📄 jpgalgo.txt
字号:
Note: The following explanation covers the encoding of truecolor (3 components)
JPGS; for gray-scaled JPGs there is one component (Y) which is usually no
down-sampled at all, and does not require any inverse transformation like the
inverse (Y,Cb,Cr) -> (R,G,B). In consequence, the gray-scaled JPGS are the
simplest and easiest to decode: for every 8x8 block in the image you do the
Huffman decoding of the RLC coded vector then you reorder it from zig-zag,
dequantize the 64 vector and finally you apply to it the inverse DCT and add
128 (level shift) to the new 8x8 values.
I've told you that image components are sampled. Usually Y is taken every pixel,
and Cb, Cr are taken for a block of 2x2 pixels.
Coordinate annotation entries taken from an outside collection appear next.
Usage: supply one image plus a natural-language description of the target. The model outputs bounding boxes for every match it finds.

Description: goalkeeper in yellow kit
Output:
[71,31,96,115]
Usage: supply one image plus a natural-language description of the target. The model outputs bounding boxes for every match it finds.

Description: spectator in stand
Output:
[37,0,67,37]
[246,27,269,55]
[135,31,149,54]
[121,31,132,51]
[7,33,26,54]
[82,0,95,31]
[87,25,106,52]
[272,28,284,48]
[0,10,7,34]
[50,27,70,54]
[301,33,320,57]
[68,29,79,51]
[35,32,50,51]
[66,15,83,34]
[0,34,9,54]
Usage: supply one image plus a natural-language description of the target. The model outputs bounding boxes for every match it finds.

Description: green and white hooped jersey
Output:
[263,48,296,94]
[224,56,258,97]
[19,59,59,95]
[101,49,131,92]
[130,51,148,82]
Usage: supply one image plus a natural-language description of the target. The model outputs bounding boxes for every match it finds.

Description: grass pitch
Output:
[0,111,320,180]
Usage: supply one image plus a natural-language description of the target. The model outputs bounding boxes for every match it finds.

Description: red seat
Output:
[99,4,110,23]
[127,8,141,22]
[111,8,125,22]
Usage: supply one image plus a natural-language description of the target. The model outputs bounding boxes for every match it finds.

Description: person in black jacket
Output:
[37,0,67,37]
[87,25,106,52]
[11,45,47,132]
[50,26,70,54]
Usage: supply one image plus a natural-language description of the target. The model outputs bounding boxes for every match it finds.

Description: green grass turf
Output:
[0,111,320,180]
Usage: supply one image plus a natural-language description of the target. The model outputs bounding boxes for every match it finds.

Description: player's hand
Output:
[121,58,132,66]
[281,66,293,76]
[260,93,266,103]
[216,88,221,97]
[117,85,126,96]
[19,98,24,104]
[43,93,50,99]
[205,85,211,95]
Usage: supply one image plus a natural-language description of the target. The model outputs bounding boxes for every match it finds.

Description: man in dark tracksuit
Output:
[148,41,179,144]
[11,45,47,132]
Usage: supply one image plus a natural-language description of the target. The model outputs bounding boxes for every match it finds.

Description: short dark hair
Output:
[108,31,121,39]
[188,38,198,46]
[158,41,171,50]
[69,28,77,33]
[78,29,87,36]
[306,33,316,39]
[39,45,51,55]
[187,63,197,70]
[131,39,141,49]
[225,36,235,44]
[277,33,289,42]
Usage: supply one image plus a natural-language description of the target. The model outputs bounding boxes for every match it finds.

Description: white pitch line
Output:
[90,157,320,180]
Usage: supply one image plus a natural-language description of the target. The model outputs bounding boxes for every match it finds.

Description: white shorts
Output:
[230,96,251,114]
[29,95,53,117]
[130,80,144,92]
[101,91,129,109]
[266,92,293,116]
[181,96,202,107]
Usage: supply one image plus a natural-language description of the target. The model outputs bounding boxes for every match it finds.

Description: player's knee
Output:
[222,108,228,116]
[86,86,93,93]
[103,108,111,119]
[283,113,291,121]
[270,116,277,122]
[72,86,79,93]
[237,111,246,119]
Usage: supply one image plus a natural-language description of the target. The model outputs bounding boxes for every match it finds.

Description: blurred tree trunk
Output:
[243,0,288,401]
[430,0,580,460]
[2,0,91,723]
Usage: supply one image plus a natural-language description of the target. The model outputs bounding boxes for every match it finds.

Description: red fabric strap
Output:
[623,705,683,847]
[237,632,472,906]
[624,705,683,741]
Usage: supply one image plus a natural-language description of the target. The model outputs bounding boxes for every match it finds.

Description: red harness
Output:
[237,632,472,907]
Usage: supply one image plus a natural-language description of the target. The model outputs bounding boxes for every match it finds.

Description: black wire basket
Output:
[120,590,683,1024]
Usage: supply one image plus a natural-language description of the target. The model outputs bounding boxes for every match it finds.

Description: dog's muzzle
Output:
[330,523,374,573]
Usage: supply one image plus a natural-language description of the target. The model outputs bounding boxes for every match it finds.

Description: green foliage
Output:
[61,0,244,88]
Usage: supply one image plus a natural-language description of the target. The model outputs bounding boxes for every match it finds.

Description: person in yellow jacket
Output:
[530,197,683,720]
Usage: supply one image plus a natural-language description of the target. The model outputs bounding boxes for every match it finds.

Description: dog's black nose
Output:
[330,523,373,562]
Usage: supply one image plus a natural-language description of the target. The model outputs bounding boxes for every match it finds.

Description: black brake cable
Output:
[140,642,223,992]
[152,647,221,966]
But there are some JPGs in which Cb , Cr are taken in every pixel, or some
JPGs where Cb, Cr are taken every 2 pixels (a horizontal sampling at 2 pixels,
and a vertical sampling in every pixel)
The sampling factors for an image component in a JPG file are defined in respect
(relative) to the highest sampling factor.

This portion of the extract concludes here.